Page 103 of Love Contract

“We’ll play loud,” my dad says, strumming harder. “We won’t even hear you.”

Winking at Theo, I say, “I already heard you in the shower…”

Theo is bright pink, but she’s smiling. She can’t hold out for long against the combined pressure of all three of us and the pull to sing along to David Bowie.

Reese belts the chorus extra loud and extra off-key. Laughing, Theo joins in, quietly at first but picking up steam when she sees that no one’s judging her.

Her voice is soft, melodic, and lilting, as soothing as her speaking voice. It’s never going to win American Idol, but it blends in a strangely lovely way with my dad’s rough growl and Reese’s enthusiastic tenor. Soon I’m singing, too, which I almost never do, but tonight it feels right.

Tonight feels golden and full and like everything’s going to be okay—sensations I haven’t experienced in a very long time.

Usually, I feel dread and pressure. Usually, I feel like there’s a hole in my guts that can’t be filled.

Theo can’t replace my mom. But somehow, she creates a balance that allows the rest of us to be something like we used to be. She’s a center we can orbit around. A reason to be out here together, feeling happy and alive once more, if only for the night.

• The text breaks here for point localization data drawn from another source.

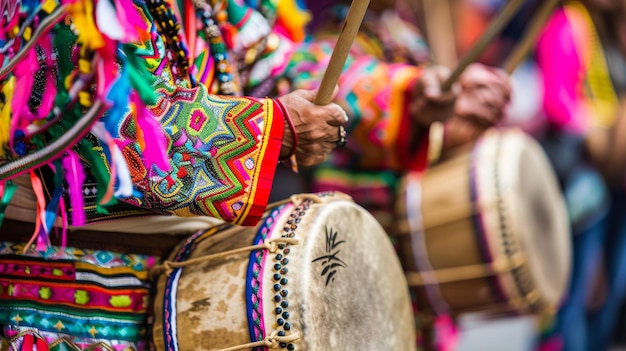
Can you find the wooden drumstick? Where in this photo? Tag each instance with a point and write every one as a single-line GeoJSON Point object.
{"type": "Point", "coordinates": [440, 31]}
{"type": "Point", "coordinates": [496, 26]}
{"type": "Point", "coordinates": [340, 53]}
{"type": "Point", "coordinates": [530, 35]}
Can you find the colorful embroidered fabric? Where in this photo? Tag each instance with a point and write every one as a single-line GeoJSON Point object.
{"type": "Point", "coordinates": [67, 298]}
{"type": "Point", "coordinates": [373, 89]}
{"type": "Point", "coordinates": [122, 71]}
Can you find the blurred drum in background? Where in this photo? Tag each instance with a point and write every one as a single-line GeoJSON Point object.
{"type": "Point", "coordinates": [486, 230]}
{"type": "Point", "coordinates": [317, 273]}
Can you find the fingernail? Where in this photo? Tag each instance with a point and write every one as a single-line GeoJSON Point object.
{"type": "Point", "coordinates": [432, 91]}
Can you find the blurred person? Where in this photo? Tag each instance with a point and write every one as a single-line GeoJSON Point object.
{"type": "Point", "coordinates": [119, 135]}
{"type": "Point", "coordinates": [579, 54]}
{"type": "Point", "coordinates": [382, 89]}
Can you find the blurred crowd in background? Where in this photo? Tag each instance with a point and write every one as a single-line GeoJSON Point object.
{"type": "Point", "coordinates": [569, 94]}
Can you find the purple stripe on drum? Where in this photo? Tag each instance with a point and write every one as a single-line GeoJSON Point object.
{"type": "Point", "coordinates": [477, 219]}
{"type": "Point", "coordinates": [170, 335]}
{"type": "Point", "coordinates": [254, 277]}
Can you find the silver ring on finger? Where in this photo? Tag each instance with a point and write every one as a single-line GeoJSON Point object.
{"type": "Point", "coordinates": [341, 142]}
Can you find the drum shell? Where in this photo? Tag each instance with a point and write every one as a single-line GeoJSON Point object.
{"type": "Point", "coordinates": [329, 314]}
{"type": "Point", "coordinates": [467, 225]}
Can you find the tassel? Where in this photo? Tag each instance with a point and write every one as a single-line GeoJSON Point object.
{"type": "Point", "coordinates": [75, 178]}
{"type": "Point", "coordinates": [49, 93]}
{"type": "Point", "coordinates": [118, 98]}
{"type": "Point", "coordinates": [446, 334]}
{"type": "Point", "coordinates": [82, 13]}
{"type": "Point", "coordinates": [135, 28]}
{"type": "Point", "coordinates": [151, 130]}
{"type": "Point", "coordinates": [100, 172]}
{"type": "Point", "coordinates": [53, 205]}
{"type": "Point", "coordinates": [63, 211]}
{"type": "Point", "coordinates": [22, 92]}
{"type": "Point", "coordinates": [41, 232]}
{"type": "Point", "coordinates": [100, 132]}
{"type": "Point", "coordinates": [140, 78]}
{"type": "Point", "coordinates": [5, 115]}
{"type": "Point", "coordinates": [7, 190]}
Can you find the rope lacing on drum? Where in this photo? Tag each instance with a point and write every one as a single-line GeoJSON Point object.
{"type": "Point", "coordinates": [273, 341]}
{"type": "Point", "coordinates": [270, 245]}
{"type": "Point", "coordinates": [297, 199]}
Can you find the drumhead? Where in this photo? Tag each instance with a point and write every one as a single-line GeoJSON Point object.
{"type": "Point", "coordinates": [348, 284]}
{"type": "Point", "coordinates": [513, 173]}
{"type": "Point", "coordinates": [337, 285]}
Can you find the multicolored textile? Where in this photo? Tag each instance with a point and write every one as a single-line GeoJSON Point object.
{"type": "Point", "coordinates": [580, 99]}
{"type": "Point", "coordinates": [68, 298]}
{"type": "Point", "coordinates": [112, 108]}
{"type": "Point", "coordinates": [93, 91]}
{"type": "Point", "coordinates": [373, 89]}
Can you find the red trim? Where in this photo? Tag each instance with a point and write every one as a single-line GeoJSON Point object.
{"type": "Point", "coordinates": [291, 126]}
{"type": "Point", "coordinates": [268, 166]}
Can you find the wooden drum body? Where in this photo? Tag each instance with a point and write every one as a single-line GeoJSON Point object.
{"type": "Point", "coordinates": [327, 279]}
{"type": "Point", "coordinates": [486, 230]}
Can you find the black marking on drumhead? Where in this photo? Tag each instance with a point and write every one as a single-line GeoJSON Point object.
{"type": "Point", "coordinates": [330, 261]}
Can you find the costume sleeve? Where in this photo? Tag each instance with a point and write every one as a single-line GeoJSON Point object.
{"type": "Point", "coordinates": [222, 153]}
{"type": "Point", "coordinates": [374, 94]}
{"type": "Point", "coordinates": [563, 71]}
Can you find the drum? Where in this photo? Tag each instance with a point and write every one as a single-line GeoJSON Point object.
{"type": "Point", "coordinates": [486, 230]}
{"type": "Point", "coordinates": [317, 273]}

I don’t want this to end. I don’t want her to go back home because then the spell will break, and I’ll be like I was before. Everything will be like it was before.

At least, until the deal with Angus is done.

Then, everything will change forever.

I’ll be loaded instead of broke and scrounging. My dad will have security, and he won’t have to take construction jobs with his degenerate prison buddies. I’ll be able to afford to send him to rehab, assuming he’ll agree to go. And Reese won’t have totake every shitty gig that comes his way—he can do character roles in indie films or stage plays or even try writing a script like he’s always talking about.

Those are the dreams that have motivated me for years. But now that I’m the closest I’ve ever been, I don’t feel the same sense of certainty.

Maybe it’s because this thing with Theo isn’t working out how I expected. My plans have already twisted and changed so much…I can’t see clearly to the end anymore.

I look at Theo across the fire, and I begin to worry that it’s inevitable; I’m going to have to choose between hurting her and saving my family. Because if there’s one thing I’ve learned, it’s that you can’t get everything you want. There’s always a trade-off.

I’m not okay with either of those options—I’m not okay with hurting her, and I’m not okay with letting my dad and my brother down. They depend on me. I’m the only one who can fix this.

Which means I have to make this work.

Somehow, I have to make this work.

Reese catches my eye. I haven’t seen him in three months, but it feels like he’s already inside my head again. Like he’s reading my thoughts from across the firepit.

He leans his head in the direction of our dad, raising an eyebrow as if to say,“Check out the old man strumming and singing again…what have you been feeding him?”

I give Reese half a smile and half a shrug in return, which means, “I don’t know what’s going on, but let’s not do anything to jinx it.”

It’s only later,in the house, that we can actually talk.

Reese and I are washing the dishes while Theo takes a shower, which she often does at night as well as in the morning. She says the cooking smells get in her hair, but honestly, I kind of like when I catch the hints of nutmeg or rosemary or fennel that mix with the natural sweetness of her scent.

Reese barely waits for her to leave the room before he says, “Okay, what the hell is going on?”

I make a serious business of scrubbing out a pot so I don’t have to look at him. “I told you what’s going on.”

“Not with Angus,” Reese says. “With you two chuckleheads.”

I’d like to play dumb, but that won’t work with Reese, and it’ll really piss him off. We don’t lie to each other.

So instead, I say, “It’s gotten a little complicated.”

Reese snorts. “Who could have seen that coming?”

“Oh, shut up. I said alittlecomplicated—we’re still on target.”